The key legal distinction is that the American operations were conducted by law enforcement agencies (the FBI and the Department of Justice) under their search and seizure authorities. The Canadian operation is an action by an intelligence service, using a mechanism of active threat reduction rather than mere information gathering. These powers were enshrined in the CSIS Act and overhauled in the National Security Act, 2017, which came into force in 2019. Before this case, CSIS had never exercised these powers in this manner.
Attribution and unresolved questions
The public ruling confirms the involvement of two foreign state adversaries, but their identities are completely blacked out in the document. The timeline and tradecraft align with activity attributed to China and Russia, but the redacted decision does not allow one to determine whether both botnets belonged to a single state or to different ones.

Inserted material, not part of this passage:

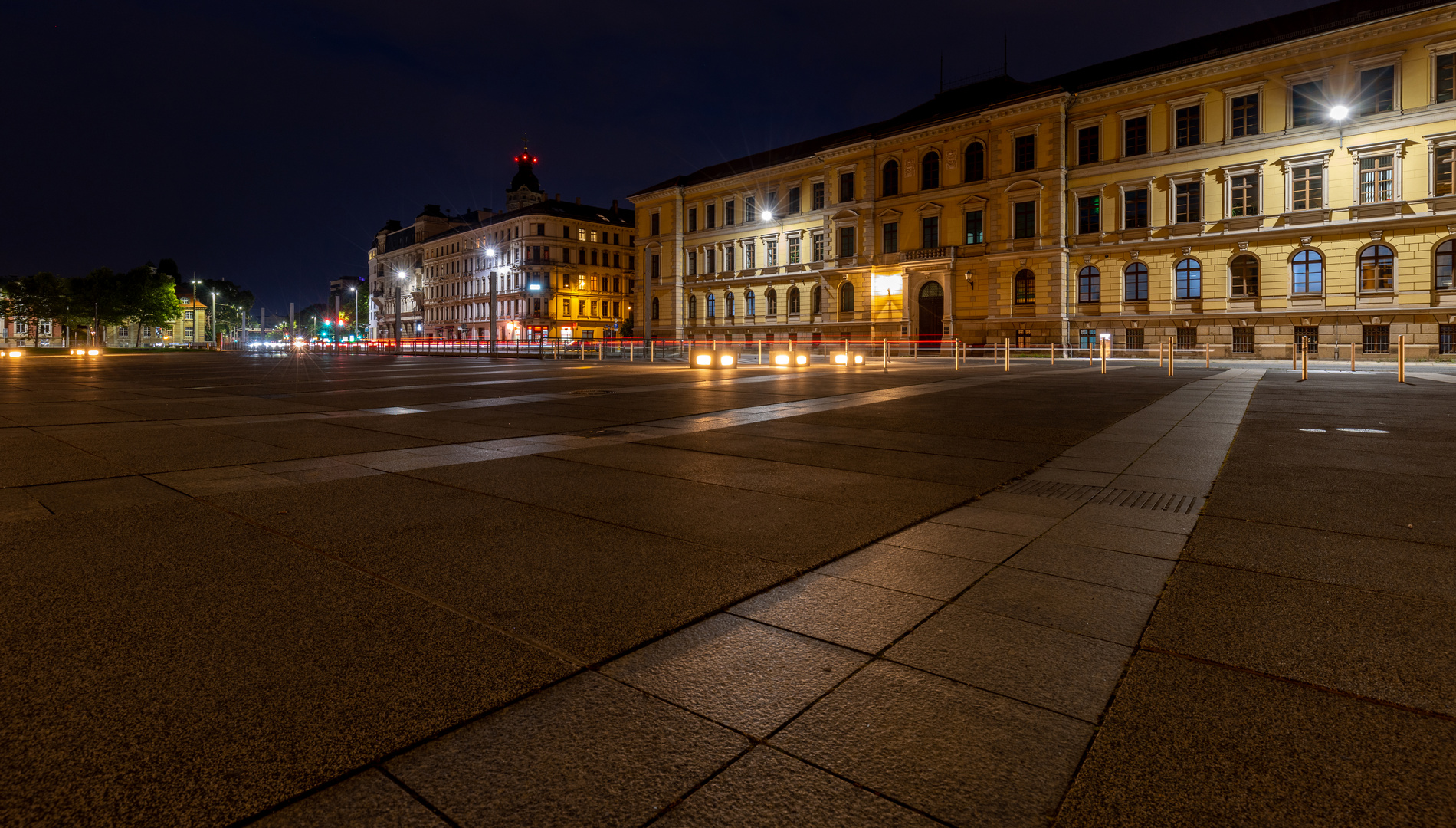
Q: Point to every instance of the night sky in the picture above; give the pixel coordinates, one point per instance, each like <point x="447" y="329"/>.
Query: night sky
<point x="267" y="142"/>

A separate legal issue remains unresolved. According to secondary sources, CSIS’s application relied on IP addresses collected without a warrant — and this occurred shortly after the Supreme Court of Canada, in R. v. Bykovets, ruled that an IP address falls within a reasonable expectation of privacy. Whether this collection was compatible with CSIS’s statutory powers, and whether the owners of disinfected devices were notified, has not been publicly clarified.
Practical recommendations
State-led cleanup removes malware but does not eliminate the vulnerabilities that enabled the infection. Experience from U.S. operations has shown that a reboot or factory reset can undo the fix and once again expose the device to reinfection. The responsibility for protection lies with the equipment owner.
- Decommission outdated routers for which the manufacturer has stopped releasing firmware updates (primarily unsupported Cisco and NetGear models).
- Update the firmware on all SOHO routers and IoT devices to the latest available version.
- Change default credentials on all devices with a web management interface.
- Disable external access to management panels for routers and IoT devices — the administration interface should not be reachable from the internet.
- Segment the network: IoT devices (cameras, doorbells, televisions) should be placed in a separate VLAN segment, isolated from workstations and servers.
- Monitor outbound traffic for abnormal connections to unknown external IP addresses, especially from devices that should not normally initiate such connections.
The Canadian precedent shows that state intelligence services are beginning to use active interference mechanisms to combat botnets — but each such operation is a one‑off action, not a systemic defense. The only sustainable measure is to replace unsupported equipment and close administrative interfaces exposed to the internet. Organizations and home users operating SOHO routers and IoT devices should audit their equipment now, rather than wait until their devices become part of the next relay network for foreign intelligence.